Millennials prefer their transactions tech-enabled, convenient and fast. This helps explain the burgeoning proptech (property technology) sector focused on digitizing and streamlining the real estate experience. E-signing is now the norm, online listings are ubiquitous, and several fintech alternatives are now offering app-enabled mortgage approvals.

Antitrust Laws

Naturally, antitrust laws have had a notable impact on how the industry deals with consumers. Price fixing laws aim to crack down on agents conspiring to keep fees high. Another antitrust effort aims to eradicate fixed commission splits, a practice wherein listing brokers incentivize cooperating brokers with an attractive commission split. And another law works toward diminishing market allocation – dealers segmenting the market to avoid direct competition. There are several more examples.

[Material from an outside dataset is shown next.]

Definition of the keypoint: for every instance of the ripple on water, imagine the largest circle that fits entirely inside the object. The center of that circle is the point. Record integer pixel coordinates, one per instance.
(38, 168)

These antitrust laws help keep the industry in check, ensuring practitioners work in good faith to serve consumers’ best interests.

The Pandemic’s Effect on Real Estate

Finally, no 2020s article on industry changes is complete without a nod to the COVID-19 pandemic. In real estate’s case, the pandemic occasioned several consumer-centric practices – at least in a roundabout way.

The shift toward remote buying in the pandemic’s early stages gave rise to 3D home tours and virtual walkthroughs, offering consumers an immersive opportunity to compare listings online. And social distancing efforts forced several practitioners to embrace instant messaging to communicate with clients, a consumer-centric improvement over time-consuming in-person relationships.